Após uma negociação exaustiva de um ano e seis meses, a categoria já havia cedido a todos os pedidos do governo, eles decidem apresentar uma tabela de reajuste de 15%, dividido em três parcelas, de 6%, 6% e 3% respectivamente para os anos de 2016, 2017 e 2018.
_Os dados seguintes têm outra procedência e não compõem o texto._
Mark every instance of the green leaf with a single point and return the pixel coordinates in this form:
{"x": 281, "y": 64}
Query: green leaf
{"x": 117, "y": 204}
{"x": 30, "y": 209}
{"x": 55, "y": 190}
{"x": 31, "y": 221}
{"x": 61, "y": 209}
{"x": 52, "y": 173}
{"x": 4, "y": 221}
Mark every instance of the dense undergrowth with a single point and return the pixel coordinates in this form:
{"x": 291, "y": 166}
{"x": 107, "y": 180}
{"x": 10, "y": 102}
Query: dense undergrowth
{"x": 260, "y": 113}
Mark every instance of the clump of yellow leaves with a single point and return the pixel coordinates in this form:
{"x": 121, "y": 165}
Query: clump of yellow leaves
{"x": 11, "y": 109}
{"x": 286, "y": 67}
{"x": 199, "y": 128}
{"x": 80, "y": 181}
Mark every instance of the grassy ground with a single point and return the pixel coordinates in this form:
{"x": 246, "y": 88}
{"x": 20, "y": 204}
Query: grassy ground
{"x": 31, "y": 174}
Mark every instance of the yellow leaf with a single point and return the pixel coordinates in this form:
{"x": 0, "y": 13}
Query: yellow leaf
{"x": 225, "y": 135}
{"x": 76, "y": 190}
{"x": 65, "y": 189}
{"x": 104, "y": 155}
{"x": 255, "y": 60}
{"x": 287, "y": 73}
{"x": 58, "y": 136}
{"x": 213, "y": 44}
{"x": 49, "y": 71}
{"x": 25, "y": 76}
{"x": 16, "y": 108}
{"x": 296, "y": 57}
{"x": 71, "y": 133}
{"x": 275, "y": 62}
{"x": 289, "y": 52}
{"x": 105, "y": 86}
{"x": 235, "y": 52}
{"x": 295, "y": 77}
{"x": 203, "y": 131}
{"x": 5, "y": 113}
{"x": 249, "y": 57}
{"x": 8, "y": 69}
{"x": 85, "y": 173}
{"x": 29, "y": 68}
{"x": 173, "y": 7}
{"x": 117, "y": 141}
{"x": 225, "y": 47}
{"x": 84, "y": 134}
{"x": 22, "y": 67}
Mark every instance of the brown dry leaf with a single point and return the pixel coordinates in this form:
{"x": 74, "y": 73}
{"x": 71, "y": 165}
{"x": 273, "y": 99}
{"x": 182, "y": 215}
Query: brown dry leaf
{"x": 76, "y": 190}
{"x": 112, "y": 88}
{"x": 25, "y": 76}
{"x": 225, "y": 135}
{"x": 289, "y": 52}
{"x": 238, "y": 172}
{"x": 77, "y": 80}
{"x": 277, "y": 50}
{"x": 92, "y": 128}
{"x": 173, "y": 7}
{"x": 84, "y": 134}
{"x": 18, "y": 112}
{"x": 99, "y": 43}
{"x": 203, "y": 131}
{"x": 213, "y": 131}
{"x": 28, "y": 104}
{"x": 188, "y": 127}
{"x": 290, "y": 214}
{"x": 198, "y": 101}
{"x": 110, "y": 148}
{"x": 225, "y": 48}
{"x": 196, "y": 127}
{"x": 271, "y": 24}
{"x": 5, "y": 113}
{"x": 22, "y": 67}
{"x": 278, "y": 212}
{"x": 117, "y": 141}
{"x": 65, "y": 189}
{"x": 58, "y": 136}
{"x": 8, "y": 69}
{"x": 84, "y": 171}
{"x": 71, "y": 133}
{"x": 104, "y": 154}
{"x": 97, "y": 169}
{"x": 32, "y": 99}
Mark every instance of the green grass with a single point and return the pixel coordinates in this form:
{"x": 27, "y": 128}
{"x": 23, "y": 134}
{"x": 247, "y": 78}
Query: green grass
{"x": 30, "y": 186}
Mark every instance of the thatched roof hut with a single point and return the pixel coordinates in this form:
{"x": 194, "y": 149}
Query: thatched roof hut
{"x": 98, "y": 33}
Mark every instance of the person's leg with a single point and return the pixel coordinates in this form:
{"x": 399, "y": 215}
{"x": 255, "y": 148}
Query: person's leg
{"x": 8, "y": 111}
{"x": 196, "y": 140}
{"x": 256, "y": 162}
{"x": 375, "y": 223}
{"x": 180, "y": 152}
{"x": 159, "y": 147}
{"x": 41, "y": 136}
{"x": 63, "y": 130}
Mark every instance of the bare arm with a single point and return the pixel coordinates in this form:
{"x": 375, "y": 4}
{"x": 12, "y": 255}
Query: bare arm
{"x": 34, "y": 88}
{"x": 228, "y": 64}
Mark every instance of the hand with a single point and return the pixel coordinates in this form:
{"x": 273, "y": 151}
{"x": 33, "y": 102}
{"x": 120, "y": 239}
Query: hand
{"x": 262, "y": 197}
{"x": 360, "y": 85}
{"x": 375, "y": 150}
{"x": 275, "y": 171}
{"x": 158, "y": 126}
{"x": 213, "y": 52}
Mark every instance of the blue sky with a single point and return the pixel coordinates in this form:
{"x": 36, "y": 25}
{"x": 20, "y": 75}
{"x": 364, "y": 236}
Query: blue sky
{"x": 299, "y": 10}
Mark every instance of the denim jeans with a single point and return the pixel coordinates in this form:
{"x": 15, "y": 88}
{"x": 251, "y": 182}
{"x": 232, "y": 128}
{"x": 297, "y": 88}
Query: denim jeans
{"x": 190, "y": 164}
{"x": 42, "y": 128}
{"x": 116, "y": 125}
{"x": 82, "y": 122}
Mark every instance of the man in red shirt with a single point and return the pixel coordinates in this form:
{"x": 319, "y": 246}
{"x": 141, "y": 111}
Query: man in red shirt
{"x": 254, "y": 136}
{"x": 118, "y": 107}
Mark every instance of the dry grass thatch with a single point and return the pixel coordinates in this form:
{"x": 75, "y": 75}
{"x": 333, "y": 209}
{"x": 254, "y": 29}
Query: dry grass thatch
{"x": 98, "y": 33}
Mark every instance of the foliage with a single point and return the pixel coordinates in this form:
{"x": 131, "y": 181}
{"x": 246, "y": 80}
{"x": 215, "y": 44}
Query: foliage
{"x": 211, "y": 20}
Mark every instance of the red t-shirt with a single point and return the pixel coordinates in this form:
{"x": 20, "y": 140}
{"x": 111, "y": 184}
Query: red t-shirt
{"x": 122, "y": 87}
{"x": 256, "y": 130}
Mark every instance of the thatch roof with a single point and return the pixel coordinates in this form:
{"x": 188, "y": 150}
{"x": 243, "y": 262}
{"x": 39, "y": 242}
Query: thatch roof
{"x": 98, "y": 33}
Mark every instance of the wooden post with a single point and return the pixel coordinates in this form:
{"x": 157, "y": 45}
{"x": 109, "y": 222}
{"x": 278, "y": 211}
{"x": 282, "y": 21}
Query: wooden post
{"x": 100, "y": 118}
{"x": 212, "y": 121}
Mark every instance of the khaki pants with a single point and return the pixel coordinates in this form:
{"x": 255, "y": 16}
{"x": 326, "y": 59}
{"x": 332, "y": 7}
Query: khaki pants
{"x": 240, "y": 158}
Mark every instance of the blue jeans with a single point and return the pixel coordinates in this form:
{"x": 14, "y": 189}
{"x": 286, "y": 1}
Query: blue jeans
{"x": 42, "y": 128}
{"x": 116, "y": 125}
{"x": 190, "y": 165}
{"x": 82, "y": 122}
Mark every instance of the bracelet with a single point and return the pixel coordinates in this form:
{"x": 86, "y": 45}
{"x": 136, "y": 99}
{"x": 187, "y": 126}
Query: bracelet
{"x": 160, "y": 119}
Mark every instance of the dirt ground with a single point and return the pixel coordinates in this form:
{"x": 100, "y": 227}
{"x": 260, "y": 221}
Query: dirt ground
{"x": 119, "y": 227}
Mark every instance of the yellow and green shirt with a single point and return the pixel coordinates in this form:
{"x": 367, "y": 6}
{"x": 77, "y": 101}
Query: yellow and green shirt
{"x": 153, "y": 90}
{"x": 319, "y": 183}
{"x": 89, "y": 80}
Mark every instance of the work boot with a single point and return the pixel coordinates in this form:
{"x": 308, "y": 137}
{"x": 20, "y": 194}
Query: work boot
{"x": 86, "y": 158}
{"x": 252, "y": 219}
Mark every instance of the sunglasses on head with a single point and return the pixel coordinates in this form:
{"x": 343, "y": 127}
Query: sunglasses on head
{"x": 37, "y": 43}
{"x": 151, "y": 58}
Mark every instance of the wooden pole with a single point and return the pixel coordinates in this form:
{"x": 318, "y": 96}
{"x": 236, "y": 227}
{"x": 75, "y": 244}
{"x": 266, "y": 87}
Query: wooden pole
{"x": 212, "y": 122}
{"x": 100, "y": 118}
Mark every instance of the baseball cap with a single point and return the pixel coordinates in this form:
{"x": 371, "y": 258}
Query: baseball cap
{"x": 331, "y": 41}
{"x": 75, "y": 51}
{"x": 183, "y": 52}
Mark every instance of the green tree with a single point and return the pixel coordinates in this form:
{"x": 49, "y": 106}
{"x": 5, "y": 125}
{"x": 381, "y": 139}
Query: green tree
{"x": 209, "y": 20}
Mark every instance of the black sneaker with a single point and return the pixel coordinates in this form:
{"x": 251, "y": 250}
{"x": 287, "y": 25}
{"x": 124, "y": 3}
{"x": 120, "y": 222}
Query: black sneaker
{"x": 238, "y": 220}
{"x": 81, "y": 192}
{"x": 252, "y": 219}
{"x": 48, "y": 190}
“Ressalte-se que, dentro da mesma Instituição, Polícia Civil, o tratamento dado pelo Governo às categorias que compõem a mesma foi extremamente diferenciado, de um lado figura aquela agraciada com 40.7% de reajuste em seu subsídio, implantados ao longo do ano de 2015 e em última parcela no mês de junho de 2016, no outro extremo, relegados ao descaso, estão as outras categorias, tão dignas quanto aquela, de receberem tratamento equivalente. As demais, nossa categoria inclusive, foram ‘merecedoras’ de ínfimos 5% no ano de 2015, nada além. Estabeleceu-se um verdadeiro abismo. Em uma balança de dois pesos e duas medidas, foram criadas as bases do desequilíbrio e da insatisfação”, afirmou a presidente da Apotec, Anne Kelly.

Dessa forma, a categoria não teve outra escolha, senão deliberar por uma paralisação de 48h, que terá inicio na próxima quinta-feira.